While at home I posted on Facebook (something that happens maybe once a year), sent out emails, and basically contacted everyone I know to keep a lookout for him. The Home Again alert went out and my Facebook post was shared widely. Posters went up throughout the area he was lost.
At 6:30pm Bjorn was antsy and couldn’t sit home any more. We decided to grab a “used” dog bed cover – in hopes he would smell his buddies and come looking – and some treats and drove to Brownie’s last know location. Bjorn went into the woods for the third time and I stayed at the road calling Brownie, telling him I had biscuits and cookies. All was silent. At 7:30pm his family showed up, having come to the same idea that the best place to close the day was at the last place he was seen. We were discussing the next day’s search plan when what should appear: a very happy Brownie, trotting out of the woods, tail wagging and happy. He led us on a short, slow chase (he wasn’t quite ready to come home) but gladly let Bjorn put a slip lead over his head when finally caught. He jumped right into his family’s car and waited patiently while we celebrated his return.

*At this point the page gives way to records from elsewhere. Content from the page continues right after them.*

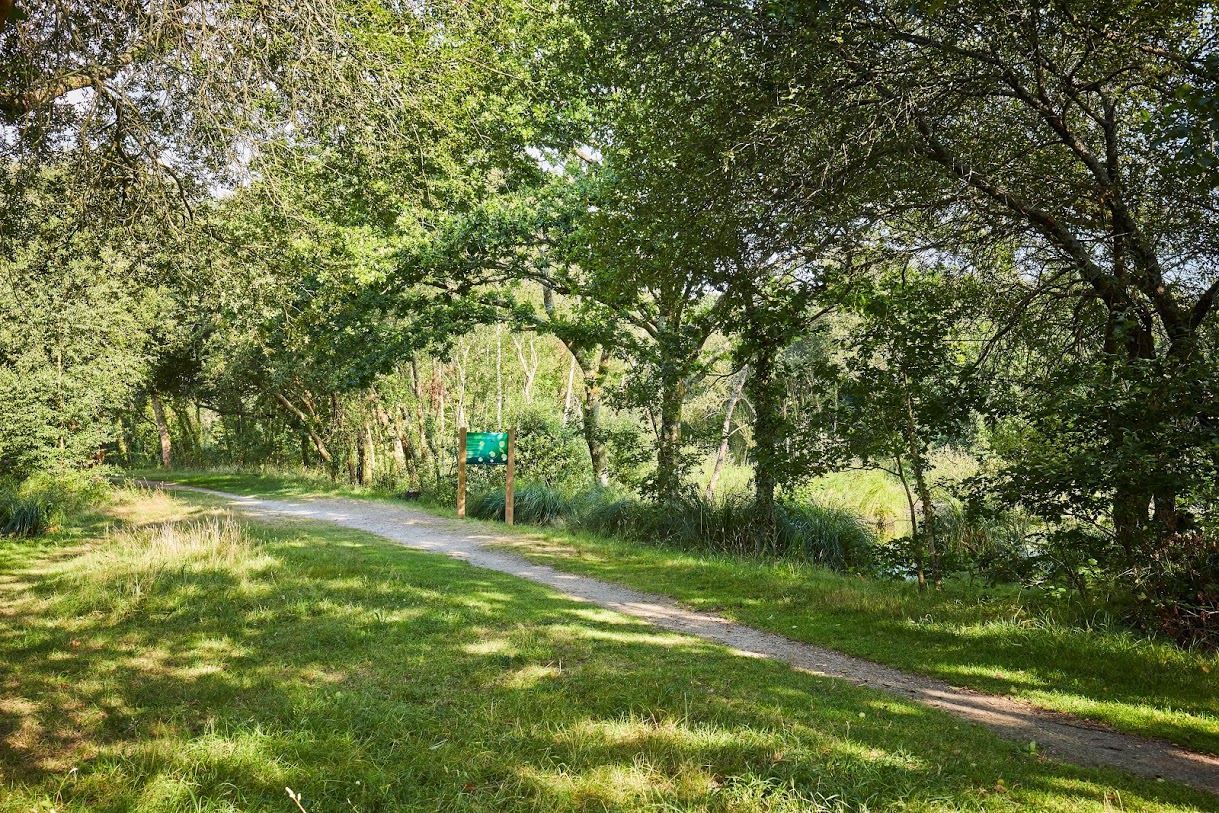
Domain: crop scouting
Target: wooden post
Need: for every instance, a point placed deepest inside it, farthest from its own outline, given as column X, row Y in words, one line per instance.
column 461, row 473
column 508, row 501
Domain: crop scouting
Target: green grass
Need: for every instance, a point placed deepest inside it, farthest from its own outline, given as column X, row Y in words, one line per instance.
column 990, row 641
column 285, row 485
column 207, row 666
column 969, row 638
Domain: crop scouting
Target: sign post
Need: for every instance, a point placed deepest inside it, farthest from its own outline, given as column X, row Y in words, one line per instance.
column 486, row 449
column 508, row 496
column 461, row 473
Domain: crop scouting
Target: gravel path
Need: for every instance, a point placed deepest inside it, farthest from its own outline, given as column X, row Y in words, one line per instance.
column 1058, row 735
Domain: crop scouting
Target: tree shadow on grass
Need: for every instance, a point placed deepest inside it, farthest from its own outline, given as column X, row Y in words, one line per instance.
column 374, row 678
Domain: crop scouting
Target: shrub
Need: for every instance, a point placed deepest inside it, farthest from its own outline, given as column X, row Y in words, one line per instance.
column 1178, row 589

Naughty, slippery, sneaky Brownie
Many times these stories have tragic endings – the dog never found, hit by a car, stolen – but it is a fantastic feeling when there is happy ending.
BTW, the family swears he’ll never have a leash off again! I doubt that is true but the situation reminds us of three things: 1) bassets are not slow – they can run quite fast and can certainly outrun a human; 2) bassets are slippery – being low to the ground they are hard to catch; and 3) bassets are resilient – Brownie was alone in dense woods for 8+ hours without being any worse for wear. In fact, he enjoyed himself tremendously. He just happens to be a bit naughtier and sneakier than most bassets.
We are glad you are home, Brownie!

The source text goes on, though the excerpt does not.